Contemporary art becomes a witness to our time, offering new perspectives on the relationship between humans and nature. The MAN has long embraced this direction, studying an exhibition program that reflects on environmental transformations and the interconnections between living beings. Through recent exhibitions like Diorama and Essenze natural, the museum has explored how art can be a tool for awareness and ecological imagination.
With Diorama (July 5 – November 11, 2024), the MAN explored possible future visions of the relationship between humans and the biosphere.
Artists like Luca Trevisani and Marta Roberti have depicted the delicate balance with the planet, transforming creativity into a means to reinvent reality. The sculptures of Thomas Grünfeld, on the other hand, have disturbed our certainties, bringing attention to the theme of genetic manipulation and its ethical implications. Art thus becomes a field of experimentation that invites the visitor to consider how technological advancements can foster creativity.

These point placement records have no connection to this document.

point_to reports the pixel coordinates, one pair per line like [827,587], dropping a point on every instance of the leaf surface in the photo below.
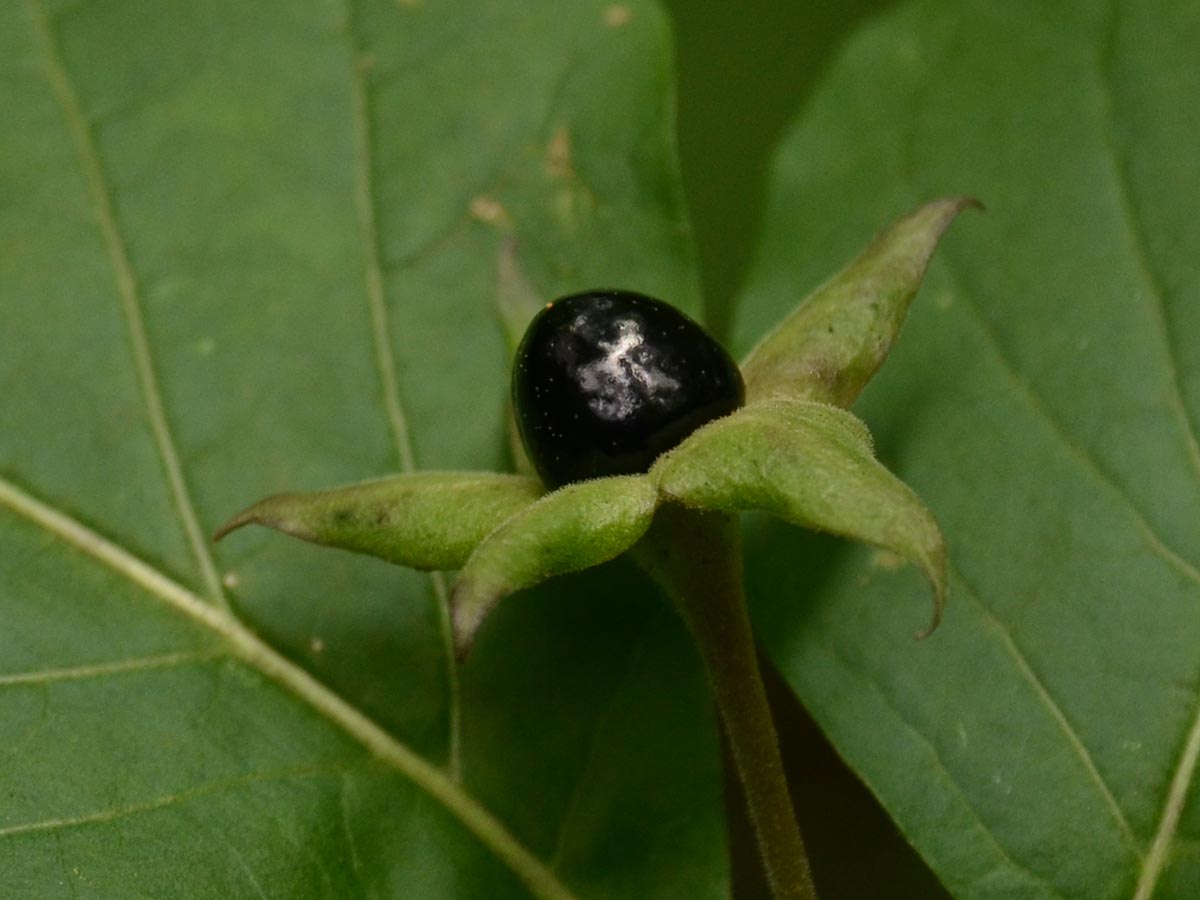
[253,247]
[1043,400]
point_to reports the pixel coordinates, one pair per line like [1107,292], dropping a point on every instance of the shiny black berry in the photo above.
[606,381]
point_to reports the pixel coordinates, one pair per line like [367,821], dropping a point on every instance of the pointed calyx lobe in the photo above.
[423,520]
[792,450]
[831,346]
[574,528]
[813,465]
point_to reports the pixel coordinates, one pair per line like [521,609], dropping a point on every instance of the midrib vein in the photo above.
[385,361]
[127,291]
[263,658]
[1173,808]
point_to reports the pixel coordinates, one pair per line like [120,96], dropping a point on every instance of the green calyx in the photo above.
[792,450]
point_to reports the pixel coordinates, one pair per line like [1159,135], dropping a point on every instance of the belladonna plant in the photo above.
[635,423]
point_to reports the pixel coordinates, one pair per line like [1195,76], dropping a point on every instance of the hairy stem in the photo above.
[696,558]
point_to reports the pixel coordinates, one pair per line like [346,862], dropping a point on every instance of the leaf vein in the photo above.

This is also evident in the works of Alexandra Daisy Ginsberg, which highlight how our fate is deeply intertwined with that of other beings. Through these multiple perspectives, Diorama questioned the relationship between us and the planet, proposing scenarios of interconnection and metamorphosis, challenging our role as protagonists in the delicate ecological balance.
In the “contemporary triptych” Essenze naturali (November 22, 2024 – March 9, 2025), three internationally renowned artists interpret the natural world from different perspectives.
The exhibition Christiane Löhr. Accumuli offers an immersion into a poetic and delicate universe where the artist creates a dialogue between nature and form. With a language of lightness and precision, elements like dandelions, blades of grass, and seeds explore the relationship between balance, proportion, and emptiness, sublimating nature into abstract forms.
In Filira, Alessandro Biggio explores the dialogue between nature and the artistic process through works that reflect on the cycle of life and transformation. Biggio uses organic materials collected from his family’s land in Calasetta, where he burns local plant branches to obtain the ash that forms the base of his works. He also introduces the use of a unique pigment extracted from the berries of the Phillyrea plant, linked to the nymph Filira, creating a pictorial language that intertwines myth and metamorphosis.
Finally, Scenafenomenica by Una Szeemann offers a journey through ancient myths, subconscious states, and natural archetypes, represented through sculptures, watercolors, and installations. In a world dominated by rationality, Szeemann rediscovers the symbolic potential of nature, blending folklore, literature, and psychoanalysis. Like an invitation to rediscover forgotten ancient knowledge, her work reveals the erotic and unsettling component that permeates the Earth and its stories.
Through these exhibitions – still open for just a few more days, until March 9 – the MAN confirms its role as a laboratory of thought and experimentation, able to offer the community an art that not only tells, but questions and stimulates a renewed ecological consciousness. In this context, contemporary art becomes a true agent of change, suggesting new ways of inhabiting and understanding the world around us.